Thursday 6 October 2016

Teresa May defines Brexit

The British Conservative Party Conference is now over. The Tory ranks, represented at their Conference, appear pleased with their new leader and her new policy. Certainly virtually all of the traditional media seem entranced. While assorted reporters, analysts and even TV comics smirk at Labour leader Corbyn for his old hat inspiration deriving from what they call '1970s policies', May is the subject of acute admiration for her rehash of Joseph Chamberlain's municipal reforming zeal, in Birmingham, when he took the mayoralty in 1873, a whole century earlier. The mainstream media have commented widely and with favour on May's insistence that she is bringing back 'an industrial strategy', thus stealing traditional Labour Party terminology. But the same media have almost entirely missed May's resurrection of the term 'working class' back into mainstream political vocabulary. Since Blair we were all supposed to believe that the working class had disappeared. Instead the working class, May has discovered, not only exists but has had to carry the burden of inequality in the last period. (She elects to ignore the beginning of austerity and its unequal distribution since 2008, as well as her own 6 years at the heart of that austerity government.) Indeed, May is going to turn the Tory Party into 'the party for the working class.'

Moving behind the confusion of commentators about May's lurch to the left when she supports the working class and to the right when she promotes Grammar Schools and wants employers to count their migrant workers, the essence of her political aim is clear for those who really want to see. First, what of her appeal to Britain's working class?

This is in fact a very old strand in Tory thinking. From the time of the vote partly won by workers in 1867 and finally completed for all in 1928, leading Tories have offered a host of mechanisms designed at least to split the British working class vote. From Disraeli's 'One Nation' Conservatism to a series of minor concessions sprayed out, including Chamberlaine's new roads and proper sewage arrangements in Birmingham, the Tories first used the immense wealth provided by Empire to assuage at least the most 'priviledged' parts of their historic enemy. Latterly, and in the absence of the historic wealth of the British ruling class being so accessible, the fire-sale of public assets, most dramatically council houses, had the same splitting effect.

In periods where ruling class control is more fragile or where new possibilities for accumulation present themselves, then the wholesale theft and manipulation of social property is often opened up.
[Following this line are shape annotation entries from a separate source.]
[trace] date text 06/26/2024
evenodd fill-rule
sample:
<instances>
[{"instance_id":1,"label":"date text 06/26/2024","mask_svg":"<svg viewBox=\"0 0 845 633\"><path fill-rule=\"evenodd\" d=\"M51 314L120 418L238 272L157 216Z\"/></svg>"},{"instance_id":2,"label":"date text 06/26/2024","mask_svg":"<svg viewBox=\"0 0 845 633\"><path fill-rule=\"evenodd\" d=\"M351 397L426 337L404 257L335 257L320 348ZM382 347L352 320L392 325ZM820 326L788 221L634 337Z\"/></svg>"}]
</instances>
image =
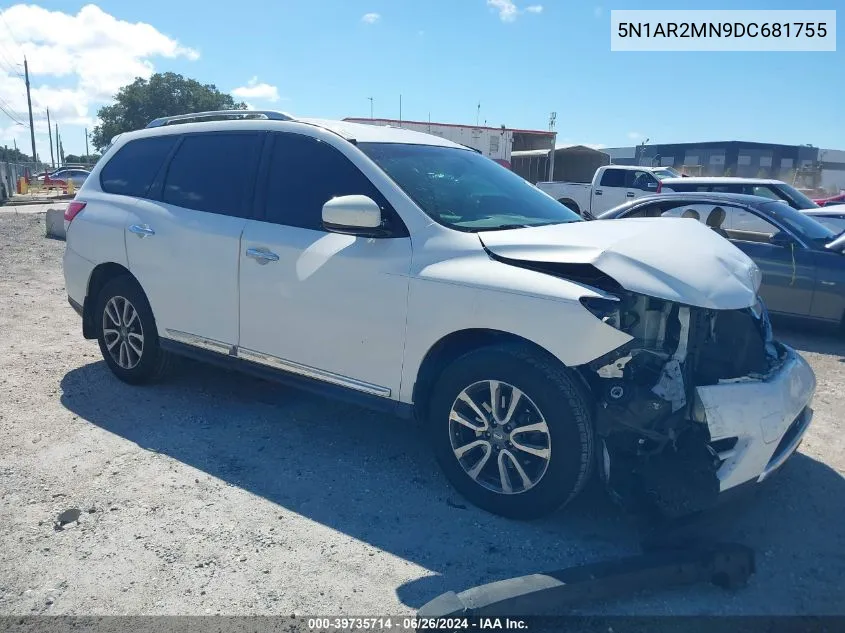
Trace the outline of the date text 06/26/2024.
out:
<instances>
[{"instance_id":1,"label":"date text 06/26/2024","mask_svg":"<svg viewBox=\"0 0 845 633\"><path fill-rule=\"evenodd\" d=\"M324 617L308 618L308 630L320 633L353 631L525 631L524 619L507 617Z\"/></svg>"}]
</instances>

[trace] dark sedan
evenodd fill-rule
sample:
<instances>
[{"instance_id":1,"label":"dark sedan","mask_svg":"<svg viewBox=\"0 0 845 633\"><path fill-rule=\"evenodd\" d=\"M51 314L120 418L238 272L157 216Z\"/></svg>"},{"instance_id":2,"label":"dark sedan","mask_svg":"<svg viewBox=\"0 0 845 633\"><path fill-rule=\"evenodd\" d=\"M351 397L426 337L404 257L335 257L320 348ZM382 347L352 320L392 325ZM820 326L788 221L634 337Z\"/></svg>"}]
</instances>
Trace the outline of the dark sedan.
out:
<instances>
[{"instance_id":1,"label":"dark sedan","mask_svg":"<svg viewBox=\"0 0 845 633\"><path fill-rule=\"evenodd\" d=\"M710 226L763 272L769 311L843 323L845 254L838 231L785 202L728 193L662 193L606 211L599 220L667 217ZM834 248L828 248L833 246Z\"/></svg>"}]
</instances>

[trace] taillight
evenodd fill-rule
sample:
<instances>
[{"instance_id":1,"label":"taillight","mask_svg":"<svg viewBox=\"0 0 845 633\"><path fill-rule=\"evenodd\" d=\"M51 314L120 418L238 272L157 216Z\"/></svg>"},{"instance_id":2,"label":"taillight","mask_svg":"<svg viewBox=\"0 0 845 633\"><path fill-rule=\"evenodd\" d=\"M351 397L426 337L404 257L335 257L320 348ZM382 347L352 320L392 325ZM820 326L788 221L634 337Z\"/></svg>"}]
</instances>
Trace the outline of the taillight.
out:
<instances>
[{"instance_id":1,"label":"taillight","mask_svg":"<svg viewBox=\"0 0 845 633\"><path fill-rule=\"evenodd\" d=\"M67 209L65 209L65 221L73 222L73 218L79 215L79 212L85 208L85 204L85 202L79 202L77 200L71 201L71 203L67 205Z\"/></svg>"}]
</instances>

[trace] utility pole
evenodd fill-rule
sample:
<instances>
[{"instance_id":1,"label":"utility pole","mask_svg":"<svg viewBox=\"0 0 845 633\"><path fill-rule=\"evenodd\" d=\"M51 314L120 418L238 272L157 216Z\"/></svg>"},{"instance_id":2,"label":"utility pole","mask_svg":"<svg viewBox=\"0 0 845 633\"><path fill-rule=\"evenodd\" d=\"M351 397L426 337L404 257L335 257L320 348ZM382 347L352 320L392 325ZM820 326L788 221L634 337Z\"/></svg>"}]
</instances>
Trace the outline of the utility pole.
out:
<instances>
[{"instance_id":1,"label":"utility pole","mask_svg":"<svg viewBox=\"0 0 845 633\"><path fill-rule=\"evenodd\" d=\"M26 78L26 105L29 107L29 137L32 139L32 162L37 163L38 157L35 155L35 124L32 122L32 98L29 96L29 64L26 62L26 57L23 58L23 72Z\"/></svg>"},{"instance_id":2,"label":"utility pole","mask_svg":"<svg viewBox=\"0 0 845 633\"><path fill-rule=\"evenodd\" d=\"M47 134L50 136L50 165L56 168L56 161L53 159L53 126L50 125L50 108L47 108Z\"/></svg>"}]
</instances>

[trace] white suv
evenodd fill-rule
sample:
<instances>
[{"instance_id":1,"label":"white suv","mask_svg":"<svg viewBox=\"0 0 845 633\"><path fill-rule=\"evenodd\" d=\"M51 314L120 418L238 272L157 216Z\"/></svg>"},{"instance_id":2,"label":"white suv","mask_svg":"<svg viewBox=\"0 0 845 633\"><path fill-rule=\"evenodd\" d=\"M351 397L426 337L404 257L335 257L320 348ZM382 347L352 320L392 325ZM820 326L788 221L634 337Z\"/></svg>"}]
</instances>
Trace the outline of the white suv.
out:
<instances>
[{"instance_id":1,"label":"white suv","mask_svg":"<svg viewBox=\"0 0 845 633\"><path fill-rule=\"evenodd\" d=\"M707 227L582 221L435 136L244 114L121 135L68 207L69 301L121 380L184 355L415 416L513 517L594 468L707 508L800 443L813 372Z\"/></svg>"}]
</instances>

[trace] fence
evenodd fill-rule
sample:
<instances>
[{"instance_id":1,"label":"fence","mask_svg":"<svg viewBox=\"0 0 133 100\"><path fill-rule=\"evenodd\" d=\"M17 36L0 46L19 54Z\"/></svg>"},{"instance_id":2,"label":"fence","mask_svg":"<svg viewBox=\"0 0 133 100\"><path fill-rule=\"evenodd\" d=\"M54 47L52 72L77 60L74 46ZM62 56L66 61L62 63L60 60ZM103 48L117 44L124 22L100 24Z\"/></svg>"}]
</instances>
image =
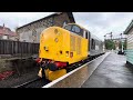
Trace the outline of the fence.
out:
<instances>
[{"instance_id":1,"label":"fence","mask_svg":"<svg viewBox=\"0 0 133 100\"><path fill-rule=\"evenodd\" d=\"M39 52L39 43L0 40L0 54L33 54Z\"/></svg>"}]
</instances>

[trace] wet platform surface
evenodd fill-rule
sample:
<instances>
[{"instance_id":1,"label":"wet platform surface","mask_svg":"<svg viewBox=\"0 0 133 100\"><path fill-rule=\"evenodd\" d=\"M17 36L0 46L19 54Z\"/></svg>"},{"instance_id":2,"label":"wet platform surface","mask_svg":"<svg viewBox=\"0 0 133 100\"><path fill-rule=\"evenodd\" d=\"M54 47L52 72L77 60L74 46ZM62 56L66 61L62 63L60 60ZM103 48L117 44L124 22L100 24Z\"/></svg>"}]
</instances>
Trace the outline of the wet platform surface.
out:
<instances>
[{"instance_id":1,"label":"wet platform surface","mask_svg":"<svg viewBox=\"0 0 133 100\"><path fill-rule=\"evenodd\" d=\"M125 56L111 52L81 88L133 88L133 69Z\"/></svg>"}]
</instances>

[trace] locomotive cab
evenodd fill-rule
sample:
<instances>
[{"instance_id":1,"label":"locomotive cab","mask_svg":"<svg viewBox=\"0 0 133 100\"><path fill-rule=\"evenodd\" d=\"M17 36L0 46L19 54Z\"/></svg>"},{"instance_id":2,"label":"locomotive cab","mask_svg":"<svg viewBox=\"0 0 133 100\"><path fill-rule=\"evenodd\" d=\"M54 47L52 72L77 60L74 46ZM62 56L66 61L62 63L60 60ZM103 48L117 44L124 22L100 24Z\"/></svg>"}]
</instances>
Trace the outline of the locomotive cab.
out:
<instances>
[{"instance_id":1,"label":"locomotive cab","mask_svg":"<svg viewBox=\"0 0 133 100\"><path fill-rule=\"evenodd\" d=\"M44 70L48 79L54 80L59 74L61 77L66 73L69 64L86 59L88 54L89 31L82 27L69 23L63 28L47 28L40 36L39 57L42 69L39 73Z\"/></svg>"}]
</instances>

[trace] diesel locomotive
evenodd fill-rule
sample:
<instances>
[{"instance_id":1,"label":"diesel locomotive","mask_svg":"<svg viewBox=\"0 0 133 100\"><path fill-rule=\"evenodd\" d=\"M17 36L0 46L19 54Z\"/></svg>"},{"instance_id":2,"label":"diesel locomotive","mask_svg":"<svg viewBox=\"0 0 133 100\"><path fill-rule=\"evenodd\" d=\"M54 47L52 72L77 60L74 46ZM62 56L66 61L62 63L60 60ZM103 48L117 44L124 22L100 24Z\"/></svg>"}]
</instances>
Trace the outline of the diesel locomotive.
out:
<instances>
[{"instance_id":1,"label":"diesel locomotive","mask_svg":"<svg viewBox=\"0 0 133 100\"><path fill-rule=\"evenodd\" d=\"M103 53L103 42L85 28L68 23L49 27L40 34L38 76L53 81L66 73L70 64Z\"/></svg>"}]
</instances>

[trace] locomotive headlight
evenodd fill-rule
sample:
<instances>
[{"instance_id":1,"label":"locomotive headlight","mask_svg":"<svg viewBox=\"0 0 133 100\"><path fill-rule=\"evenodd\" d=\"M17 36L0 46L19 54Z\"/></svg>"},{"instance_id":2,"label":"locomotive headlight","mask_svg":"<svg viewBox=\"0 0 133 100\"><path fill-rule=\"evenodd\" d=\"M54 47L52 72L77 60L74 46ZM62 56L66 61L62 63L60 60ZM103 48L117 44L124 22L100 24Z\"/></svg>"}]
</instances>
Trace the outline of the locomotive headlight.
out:
<instances>
[{"instance_id":1,"label":"locomotive headlight","mask_svg":"<svg viewBox=\"0 0 133 100\"><path fill-rule=\"evenodd\" d=\"M65 51L66 57L69 57L69 51Z\"/></svg>"},{"instance_id":2,"label":"locomotive headlight","mask_svg":"<svg viewBox=\"0 0 133 100\"><path fill-rule=\"evenodd\" d=\"M59 32L58 29L55 29L55 30L54 30L54 33L57 34L58 32Z\"/></svg>"},{"instance_id":3,"label":"locomotive headlight","mask_svg":"<svg viewBox=\"0 0 133 100\"><path fill-rule=\"evenodd\" d=\"M59 41L59 39L58 39L58 38L55 38L55 39L54 39L54 41L55 41L55 42L58 42L58 41Z\"/></svg>"},{"instance_id":4,"label":"locomotive headlight","mask_svg":"<svg viewBox=\"0 0 133 100\"><path fill-rule=\"evenodd\" d=\"M59 32L58 29L54 30L54 33L58 34L58 36L60 36L60 32Z\"/></svg>"},{"instance_id":5,"label":"locomotive headlight","mask_svg":"<svg viewBox=\"0 0 133 100\"><path fill-rule=\"evenodd\" d=\"M45 50L45 51L49 51L49 48L48 48L48 47L44 47L44 50Z\"/></svg>"}]
</instances>

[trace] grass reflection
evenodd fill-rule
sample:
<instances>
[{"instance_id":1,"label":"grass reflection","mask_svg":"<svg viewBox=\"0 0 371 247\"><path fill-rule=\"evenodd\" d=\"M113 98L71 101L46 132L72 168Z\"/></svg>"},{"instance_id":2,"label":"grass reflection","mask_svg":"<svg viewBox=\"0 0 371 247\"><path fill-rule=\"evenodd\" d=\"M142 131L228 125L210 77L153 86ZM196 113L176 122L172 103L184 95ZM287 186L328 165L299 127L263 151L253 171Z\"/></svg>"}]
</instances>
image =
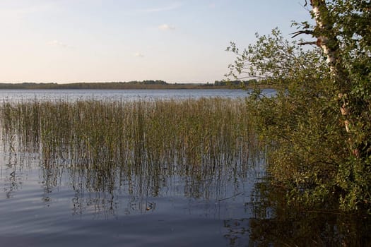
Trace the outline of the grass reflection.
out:
<instances>
[{"instance_id":1,"label":"grass reflection","mask_svg":"<svg viewBox=\"0 0 371 247\"><path fill-rule=\"evenodd\" d=\"M74 213L114 212L120 191L128 210L184 183L183 196L223 198L261 155L243 100L4 102L9 152L40 155L47 201L54 187L75 191ZM63 184L62 184L63 185ZM237 188L236 188L237 190Z\"/></svg>"}]
</instances>

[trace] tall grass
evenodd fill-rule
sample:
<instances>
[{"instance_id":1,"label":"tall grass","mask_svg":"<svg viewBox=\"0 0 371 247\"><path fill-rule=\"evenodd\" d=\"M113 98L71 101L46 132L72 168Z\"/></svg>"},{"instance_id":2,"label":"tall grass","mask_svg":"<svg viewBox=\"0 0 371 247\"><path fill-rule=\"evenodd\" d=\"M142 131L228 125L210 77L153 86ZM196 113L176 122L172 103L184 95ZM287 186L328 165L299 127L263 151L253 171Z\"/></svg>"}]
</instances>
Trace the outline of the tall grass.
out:
<instances>
[{"instance_id":1,"label":"tall grass","mask_svg":"<svg viewBox=\"0 0 371 247\"><path fill-rule=\"evenodd\" d=\"M47 180L69 169L71 183L95 191L134 176L154 194L170 175L207 186L245 176L260 152L243 100L4 102L0 114L3 140L40 153Z\"/></svg>"}]
</instances>

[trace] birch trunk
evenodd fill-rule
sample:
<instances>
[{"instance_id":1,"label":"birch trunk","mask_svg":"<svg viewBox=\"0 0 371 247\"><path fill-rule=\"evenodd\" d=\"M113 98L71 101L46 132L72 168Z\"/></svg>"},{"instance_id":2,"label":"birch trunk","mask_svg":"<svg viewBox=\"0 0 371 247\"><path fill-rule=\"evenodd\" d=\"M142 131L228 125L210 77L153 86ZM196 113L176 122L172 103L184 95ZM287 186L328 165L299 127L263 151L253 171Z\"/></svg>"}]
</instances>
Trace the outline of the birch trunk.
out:
<instances>
[{"instance_id":1,"label":"birch trunk","mask_svg":"<svg viewBox=\"0 0 371 247\"><path fill-rule=\"evenodd\" d=\"M339 45L336 35L334 32L334 23L331 17L325 0L310 0L314 20L317 27L314 37L317 38L317 45L323 50L326 56L326 61L330 67L331 76L338 85L338 100L341 102L340 112L345 118L344 126L347 133L351 132L350 112L348 107L347 100L347 82L348 76L343 68L341 58L339 57ZM348 142L351 142L349 139ZM358 150L353 150L352 152L356 157L359 157Z\"/></svg>"}]
</instances>

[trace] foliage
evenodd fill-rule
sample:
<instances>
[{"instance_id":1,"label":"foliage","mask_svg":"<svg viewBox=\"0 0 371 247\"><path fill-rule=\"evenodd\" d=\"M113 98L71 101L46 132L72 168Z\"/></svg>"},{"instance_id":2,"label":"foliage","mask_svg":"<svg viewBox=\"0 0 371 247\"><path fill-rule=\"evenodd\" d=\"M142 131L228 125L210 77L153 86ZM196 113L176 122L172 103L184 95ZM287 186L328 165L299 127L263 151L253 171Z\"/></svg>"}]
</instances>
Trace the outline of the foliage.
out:
<instances>
[{"instance_id":1,"label":"foliage","mask_svg":"<svg viewBox=\"0 0 371 247\"><path fill-rule=\"evenodd\" d=\"M337 43L331 49L336 49L338 76L332 76L334 64L326 62L322 49L300 45L314 42L288 42L277 29L271 35L257 35L256 44L242 52L231 43L228 50L237 59L229 75L280 86L271 98L257 90L248 104L270 147L269 171L286 186L289 201L329 210L370 210L371 32L365 31L370 28L370 1L326 4L324 18L334 28L302 23L298 32L314 37L326 31L334 34L332 40ZM345 107L347 116L341 112Z\"/></svg>"}]
</instances>

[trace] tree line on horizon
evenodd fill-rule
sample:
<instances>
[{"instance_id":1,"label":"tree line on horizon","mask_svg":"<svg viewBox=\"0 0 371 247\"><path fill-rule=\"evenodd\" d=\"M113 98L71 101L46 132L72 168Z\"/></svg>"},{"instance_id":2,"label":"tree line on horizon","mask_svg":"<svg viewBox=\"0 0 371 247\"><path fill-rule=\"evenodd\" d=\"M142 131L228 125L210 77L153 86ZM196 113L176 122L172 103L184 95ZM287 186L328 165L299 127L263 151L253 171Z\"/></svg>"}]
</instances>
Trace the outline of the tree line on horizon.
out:
<instances>
[{"instance_id":1,"label":"tree line on horizon","mask_svg":"<svg viewBox=\"0 0 371 247\"><path fill-rule=\"evenodd\" d=\"M254 80L254 82L253 82ZM204 87L245 87L256 80L216 80L211 83L168 83L162 80L146 80L129 82L106 83L0 83L0 89L162 89L162 88L203 88Z\"/></svg>"}]
</instances>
The peasants in post Tudor England found themselves as temporary owners of what turned out to be unlivable plots of land, then quickly sold off to new landlords, when the 'enclosures' of vast tracts of what had been common land were sold off by Parliament in the 17th and 18th centuries. In modern times versions of these tactics are often repeated as with Prime Minister Thatcher's cheap sale of council houses, dressed up as 'property owning democracy' in the 1980s. The initial political effects of such 'bounties' are designed to reduce the insurgency of subordinate classes.

Today, in the absence of Empire, and as the 'family silver', as ex British PM Macmillan once called it, has mostly been sold off, PM May's offerings to the working class are more meagre and rarely have any real content at all. May proposes places on boards of companies to workers (a 1970s idea if ever there was one.) She has taken the edge off some of the more outrageous attacks on the poor, as with the inspections of the sick who are chronically ill, that were indefensible anyway. On this basis she now announces that the Tories are the new party of the working class. But on the three main problems that the working class in Britain face, incomes, the health service and housing, she offers next to nothing and worse than nothing. Private house building will get further stimulation. Borrowing for major infrastructure as a gift to big multinationals will carry on. (The previous Tory regime had already started this program.) Meanwhile no social homes will be built. The health service (one of the least well funded in the EU) will continue having to cut a further £20 billion by 2020 and austerity will continue - at least on the wages front. In fact incomes will take a further hit as a result of rising inflation caused by the 14% (so far) devaluation of sterling.

There is one 'offer' to the working class that May believes will distract from her empty bag of beneficence to the working classes. Like Tory leaders in the past she is promoting racism as a means of dividing those who would naturally oppose her. 'Brexit means Brexit' she insisted, following her miraculous ascension into the Tory leadership and the post of Prime Minister. Well, now we know Brexit means racism. We are going to count the immigrants in the workplaces, build up the number of British doctors in the NHS, cut back 'foreign' students who want to study the Arts or History and even risk free trade with the EU because the priority is to stop open immigration from Europe. This is the hardest, ongoing racist programme presented to the British people by a government in modern times.

At the core of May's concerns are the 4 million UKIP voters, many of whom left Labour at the last General Election. That is the 'bounty' she expects as a result of a 'hard', read racist, Brexit. May and her advisors have a simple project. She hopes, as the economic waters get choppier (across Europe in particular) that she can split the working class, and in the process, marginalise the Labour Party for good. It is a vigorous new effort to consolidate a overtly racist, endless austerity Tory Party as dominant political force for the next period. This is the 'new world' and the 'quiet revolution' that she hopes will be bent to her purpose.